Au Niger, plusieurs dizaines à plusieurs centaines de milliers de personnes sont victimes d'esclavage par ascendance. Les propriétaires d'esclaves ayant le monopole des terres, le servage reste l'horizon indépassable pour nombre de descendants d'esclaves. Le pays n’a pas l’apanage de cet esclavage traditionnel dans le Sahel. Il perdure aussi en Mauritanie et au Mali, où, au sein de groupes ethniques comme les Touaregs, les Songhaïs, les Soninkés, les Peuls ou les peuples arabes, des groupes de populations « continuent d’être considérés comme la propriété de leurs maîtres et, dans bien des cas, ne seraient pas payés pour le travail fourni » indique le rapport.

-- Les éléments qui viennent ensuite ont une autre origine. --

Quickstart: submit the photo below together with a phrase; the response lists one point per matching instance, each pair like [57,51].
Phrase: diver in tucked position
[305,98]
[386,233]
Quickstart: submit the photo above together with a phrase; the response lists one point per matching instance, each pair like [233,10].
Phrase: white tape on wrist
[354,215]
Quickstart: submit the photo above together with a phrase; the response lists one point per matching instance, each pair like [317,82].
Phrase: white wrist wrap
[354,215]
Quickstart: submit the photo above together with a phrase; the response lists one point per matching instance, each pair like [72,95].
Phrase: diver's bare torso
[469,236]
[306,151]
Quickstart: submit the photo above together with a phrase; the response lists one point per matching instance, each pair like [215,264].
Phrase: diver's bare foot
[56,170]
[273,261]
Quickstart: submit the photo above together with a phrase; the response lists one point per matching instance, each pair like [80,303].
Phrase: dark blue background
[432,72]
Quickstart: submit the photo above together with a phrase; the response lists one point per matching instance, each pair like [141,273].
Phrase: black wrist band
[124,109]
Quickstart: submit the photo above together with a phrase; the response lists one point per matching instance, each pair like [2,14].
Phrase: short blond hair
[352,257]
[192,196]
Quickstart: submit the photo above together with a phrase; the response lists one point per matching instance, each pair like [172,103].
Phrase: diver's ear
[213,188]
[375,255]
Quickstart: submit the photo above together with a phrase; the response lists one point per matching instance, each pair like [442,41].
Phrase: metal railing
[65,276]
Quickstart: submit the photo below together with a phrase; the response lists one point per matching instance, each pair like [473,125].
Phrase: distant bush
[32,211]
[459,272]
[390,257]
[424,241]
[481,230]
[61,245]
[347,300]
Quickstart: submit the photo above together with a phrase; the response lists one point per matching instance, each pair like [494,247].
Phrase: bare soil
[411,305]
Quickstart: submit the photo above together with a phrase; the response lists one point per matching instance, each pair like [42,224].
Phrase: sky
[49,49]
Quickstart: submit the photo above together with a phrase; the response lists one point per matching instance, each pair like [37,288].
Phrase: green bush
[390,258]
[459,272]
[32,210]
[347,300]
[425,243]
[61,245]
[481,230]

Autre visage de la servitude moderne, le travail forcé. Le rapporteur spécial pointe à cet égard la situation des Ouïghours et des Kazakhs dans l'agriculture et l'industrie dans la région autonome du Xinjiang, en Chine. Les dérives se sont multipliées au sein de deux systèmes mis en place par Pékin, des centres de formation professionnelle qui placent les minorités comme apprentis et le transfert de main d'œuvre des campagnes aux villes. Au Brésil, industries extractives et forestières recourent aussi à cette forme d'exploitation, qui touche principalement des hommes d'origine africaine. Corollaire du phénomène, l’esclavage pour dettes voit des travailleurs pauvres contracter des crédits dont le remboursement les rend vulnérables au travail forcé. Au Népal, les Haliyas, voués à des travaux agricoles payés une misère, ou rémunérés en nourriture, accumulent ainsi des dettes pour subvenir à leurs besoins auprès des propriétaires terriens, ce qui entretient le cercle vicieux de leur servitude.
La Commission européenne prend des mesures pour interdire les produits issus du travail forcé sur le marché de l'Union européenne.
Les filles et femmes issues des minorités subissent quant à elles souvent une double peine, victimes de « formes de discriminations croisées fondées sur le sexe et l’ascendance ». Elles sont ainsi touchées de manière disproportionnée par les cas de mariage d’enfant et de mariage forcé, telles les filles roms en Europe du Sud-Est ou les Kambaris et les Peuls au Nigéria. Au Niger, la coutume de la wahaya mêle esclavage par ascendance et esclavage sexuel; elle consiste à acheter des descendantes d’esclaves destinées à devenir une cinquième épouse.
Les femmes des minorités sont aussi particulièrement concernées par la servitude domestique. Au Brésil et en Colombie, celle-ci frappe en majorité des descendantes d’esclaves africains.
Les conflits récents ont également vu prospérer l’esclavage sexuel. L'organisation État islamique en Irak et Boko Haram au Nigeria en ont fait une arme de guerre. Au Myanmar, son usage systématique par les forces de sécurité contre les femmes Rohingyas relève des crimes de guerre ou des crimes contre l’humanité, estime encore le rapporteur.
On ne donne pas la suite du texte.